Consider, for instance, the set $V_{\vec{a}} = \{\vec{a}\},$ for any vector $\vec{a} \in \mathbb R^3.$ If we allow the definitions $\vec{x} + \vec{y} = \vec{x}$ and $c \cdot \vec{x} = \vec{x}$ for all $\vec{x}, \vec{y} \in V_{\vec{a}}$ and $c \in \mathbb R,$ then $V_{\vec{a}}$ trivially satisfies all of the vector space axioms under these definitions. (noting that the commutativity of addition holds because for any pair of $\vec{x}$ and $\vec{y}$ in $V_{\vec{a}},$ it must be true that $\vec{x} = \vec{y}$)
In particular we can note that the zero vector under these operations can be any vector, so there is no issue here where the vector spaces must share a zero vector. Now, for any distinct $\vec{a}$ and $\vec{b}$ in $\mathbb R^3,$ we can construct two vector spaces $V_{\vec{a}}$ and $V_{\vec{b}}$ which share no common elements.

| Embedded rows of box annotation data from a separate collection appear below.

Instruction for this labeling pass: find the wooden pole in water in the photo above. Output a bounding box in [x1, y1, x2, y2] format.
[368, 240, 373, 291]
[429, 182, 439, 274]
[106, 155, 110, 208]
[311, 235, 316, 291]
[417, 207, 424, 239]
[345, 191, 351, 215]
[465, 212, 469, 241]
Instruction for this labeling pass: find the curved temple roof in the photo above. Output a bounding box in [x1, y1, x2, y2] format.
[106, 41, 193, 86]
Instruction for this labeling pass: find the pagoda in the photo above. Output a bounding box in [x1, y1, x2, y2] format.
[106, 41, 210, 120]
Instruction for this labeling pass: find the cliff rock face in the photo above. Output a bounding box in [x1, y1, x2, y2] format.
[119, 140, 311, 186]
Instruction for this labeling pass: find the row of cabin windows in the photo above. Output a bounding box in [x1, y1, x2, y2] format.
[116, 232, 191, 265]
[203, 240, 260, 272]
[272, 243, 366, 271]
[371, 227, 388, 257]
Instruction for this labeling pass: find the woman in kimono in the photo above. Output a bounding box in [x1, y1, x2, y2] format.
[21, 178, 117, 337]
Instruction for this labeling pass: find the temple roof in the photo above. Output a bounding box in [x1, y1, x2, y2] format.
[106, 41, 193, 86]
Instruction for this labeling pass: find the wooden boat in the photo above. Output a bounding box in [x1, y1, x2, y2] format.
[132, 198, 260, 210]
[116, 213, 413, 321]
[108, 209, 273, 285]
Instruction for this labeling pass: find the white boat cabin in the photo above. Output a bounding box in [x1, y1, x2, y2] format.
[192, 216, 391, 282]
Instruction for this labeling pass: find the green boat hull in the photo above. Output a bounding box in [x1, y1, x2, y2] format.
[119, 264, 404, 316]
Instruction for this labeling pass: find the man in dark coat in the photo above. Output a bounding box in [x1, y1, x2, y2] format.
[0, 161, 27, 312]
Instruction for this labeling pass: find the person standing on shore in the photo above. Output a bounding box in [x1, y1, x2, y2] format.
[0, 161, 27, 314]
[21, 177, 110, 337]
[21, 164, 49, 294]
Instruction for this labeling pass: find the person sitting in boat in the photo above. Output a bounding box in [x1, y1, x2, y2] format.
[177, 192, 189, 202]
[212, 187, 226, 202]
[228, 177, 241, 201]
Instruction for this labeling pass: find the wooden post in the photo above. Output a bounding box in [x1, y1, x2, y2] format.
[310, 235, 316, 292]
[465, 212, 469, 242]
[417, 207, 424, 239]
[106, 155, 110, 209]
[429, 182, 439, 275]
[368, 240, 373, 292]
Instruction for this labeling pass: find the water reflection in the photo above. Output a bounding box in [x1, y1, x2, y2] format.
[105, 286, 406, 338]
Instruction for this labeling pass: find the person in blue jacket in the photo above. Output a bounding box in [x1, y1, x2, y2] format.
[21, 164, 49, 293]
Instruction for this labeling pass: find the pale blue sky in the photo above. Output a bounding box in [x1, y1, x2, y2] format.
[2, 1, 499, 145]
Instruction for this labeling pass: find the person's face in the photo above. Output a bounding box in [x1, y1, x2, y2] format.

However, if we require that both of our vector spaces be subspaces of some parent vector space, then this construction fails to produce two disjoint vector spaces because the parent vector space must be a singleton in order for the commutativity property to hold, meaning that the single element of both of our vector spaces must be the same element, which is the zero vector of the parent vector space. There is another construction we can do where the vector spaces consider different operations, but this also fails for this case because a subspace of a vector space must consider the same operations as the parent vector space. Because of that restriction, we can prove, for the reason that you pointed out and the uniqueness of the zero vector in a vector space, that two subspaces of any vector space must at least share the parent vector space's zero vector.